Sunday, May 01, 2011

You'll Forget It's There...

     Two weeks into it (or IT in me), but I have not yet reached the stage of forgetting about it. Indeed, the thought that it is there is more or less constantly uppermost in my mind, or at most one layer down. And as I forget about the warnings against raising my arm and reach for a high shelf, or brush my hair, or try to dry my back after a shower, there is more than sufficient discomfort to remind me--that it's there, presumably sparking away at a rate of 60 bpm. And look at that little mound of flesh below my collar bone, which seems to move in a circular motion when I use my right arm to perform some repetitive action--cleaning my teeth, for example.

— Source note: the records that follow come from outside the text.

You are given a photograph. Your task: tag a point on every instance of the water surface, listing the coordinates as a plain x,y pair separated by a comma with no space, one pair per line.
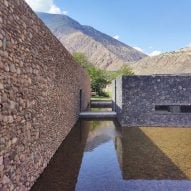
100,156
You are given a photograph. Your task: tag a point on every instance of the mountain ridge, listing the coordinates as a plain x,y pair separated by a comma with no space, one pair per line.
101,49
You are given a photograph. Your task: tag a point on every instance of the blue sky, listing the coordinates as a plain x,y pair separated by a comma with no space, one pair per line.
151,25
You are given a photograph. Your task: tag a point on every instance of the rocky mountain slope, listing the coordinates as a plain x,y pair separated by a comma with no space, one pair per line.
178,62
101,49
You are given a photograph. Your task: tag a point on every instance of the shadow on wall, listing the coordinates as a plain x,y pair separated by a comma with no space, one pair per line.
154,153
65,164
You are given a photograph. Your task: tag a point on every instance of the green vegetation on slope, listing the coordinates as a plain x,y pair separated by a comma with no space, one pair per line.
100,78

     But the reminders that IT is there go beyond that fact; they raise all sorts of worries that percolate through my mind about my heart. Is this going to fix the problem? We started with atrial fibrillation. That was to be fixed by shocking the heart back into regular rhythm. Then the diagnosis changed to heart block category two, and hence the pacemaker. But when I ask whether the atrial fibrillation problem is solved, the answer was, "probably, but we cannot be sure." Or was it--"most probably."? So there is a continuing level of anxiety, which I suppose will only go away with the passage of time and some assurance that nothing else is wrong--that the pacemaker has fixed the problems.
     Joan has suggested we need a name for the pacemaker. She draws an unlikely analogy between the pacemaker and our GPS, whose voice that guides us and bugs us ("recalculating ") we have named Agnes. I forget where that came from. We'll have to think about a name for the "device"--as the Manual insists on calling it--but perhaps we should wait until the technician interrogates it. He will probably know its name.